The scraper uses session keys to authenticate with CodeOcean. These are cached per CodeOcean installation in ~/.codeocean-scraper.json. If no cached session key exists or the cached one has been invalidated, you are prompted for an email and password to sign in.

Result

After execution the target directory will contain a subdirectory for each user.

Single file mode

If there was only one file associated with the exercises, these subdirectories can contain the following content:

  • name.java: Last submitted version.
  • name - ASSESSED AFTER SUBMIT.java: Version that was scored (but not submitted) after the last submitted version.
  • name - ASSESSED ONLY.java: Last assessed version, if no version was ever submitted.
  • name - NO ASSESS OR SUBMIT.java: No version was ever scored or submitted. Contains the last autosave.
  • name - TOP SCORE.java: Version with the highest score. Only included if not matched by any of the other criteria. If multiple such versions exists, the last one is chosen.
  • error.txt: Created if the server responded with an error when trying to download the submission page. Contains error details.

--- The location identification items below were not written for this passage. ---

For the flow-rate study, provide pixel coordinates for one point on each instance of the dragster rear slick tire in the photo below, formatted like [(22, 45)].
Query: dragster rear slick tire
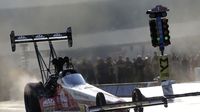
[(31, 96)]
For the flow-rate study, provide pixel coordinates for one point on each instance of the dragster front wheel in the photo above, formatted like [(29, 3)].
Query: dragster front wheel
[(31, 97)]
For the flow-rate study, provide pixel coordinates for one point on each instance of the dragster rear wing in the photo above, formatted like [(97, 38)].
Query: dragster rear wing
[(15, 39)]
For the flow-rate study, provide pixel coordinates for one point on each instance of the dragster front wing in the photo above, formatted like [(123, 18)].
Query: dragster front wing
[(127, 105)]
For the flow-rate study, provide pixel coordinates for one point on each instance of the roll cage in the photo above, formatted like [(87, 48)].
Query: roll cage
[(45, 69)]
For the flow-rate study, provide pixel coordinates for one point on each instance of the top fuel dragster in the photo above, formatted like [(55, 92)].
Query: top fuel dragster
[(63, 89)]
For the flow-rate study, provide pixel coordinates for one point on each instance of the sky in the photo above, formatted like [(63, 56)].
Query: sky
[(94, 22)]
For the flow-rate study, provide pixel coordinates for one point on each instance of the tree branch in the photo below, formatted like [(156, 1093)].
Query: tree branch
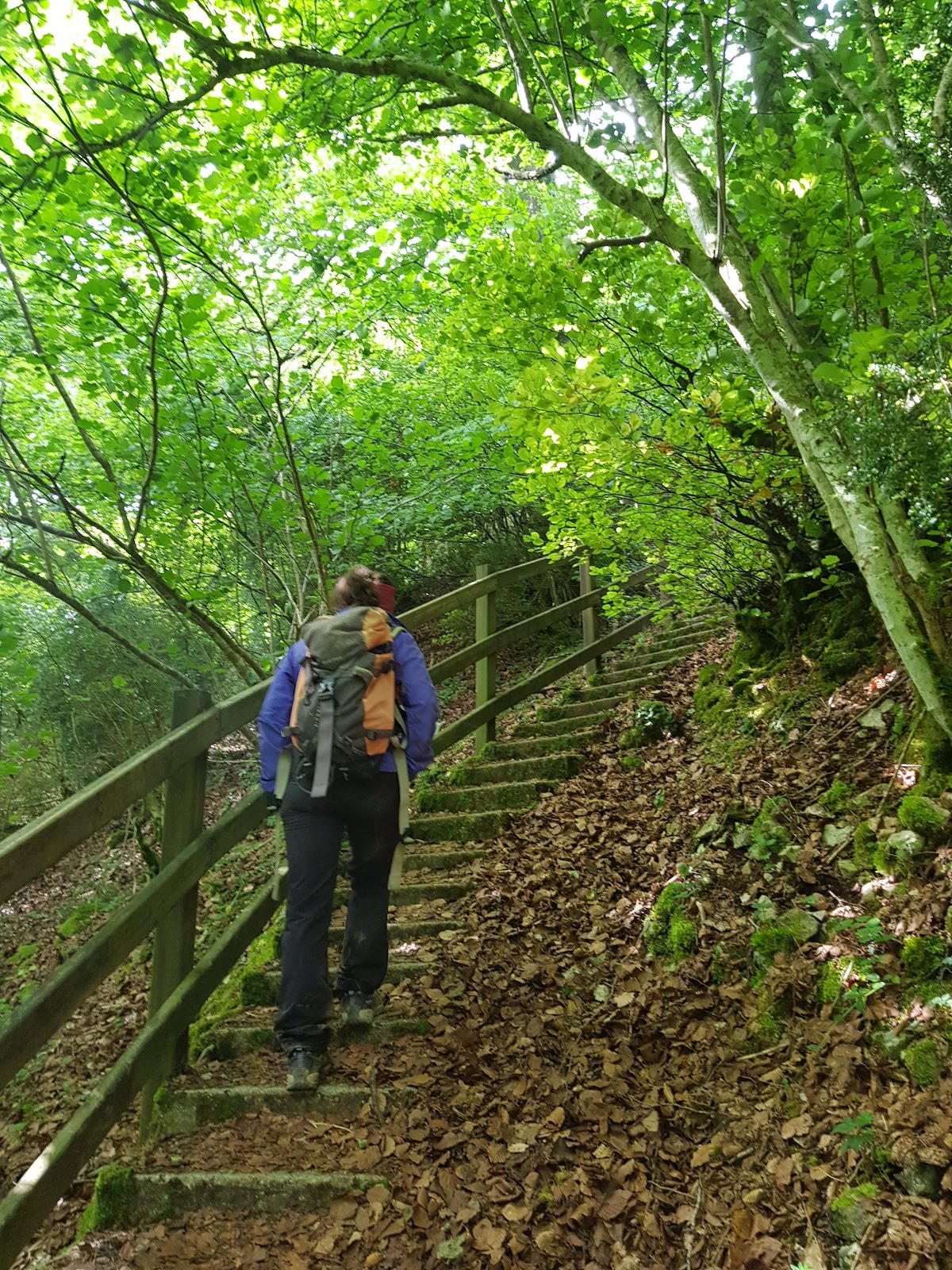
[(40, 349), (51, 588), (589, 245), (939, 107)]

All *.java files will also contain an initial comment with the url to the submission page, and the score of the submission.

Multi file mode

If more than one file are associated with the exercise, the student directories may contain one or more subdirectories labeled SUBMIT, ASSESSED AFTER SUBMIT, ASSESSED ONLY, NO ASSESS OR SUBMIT or TOP SCORE. The meanings are the same as described above with SUBMIT being equivalent to no suffix (name.java). In this mode the metadata (url and score) will be placed in files called url.txt and score.txt withing the different subdirectories.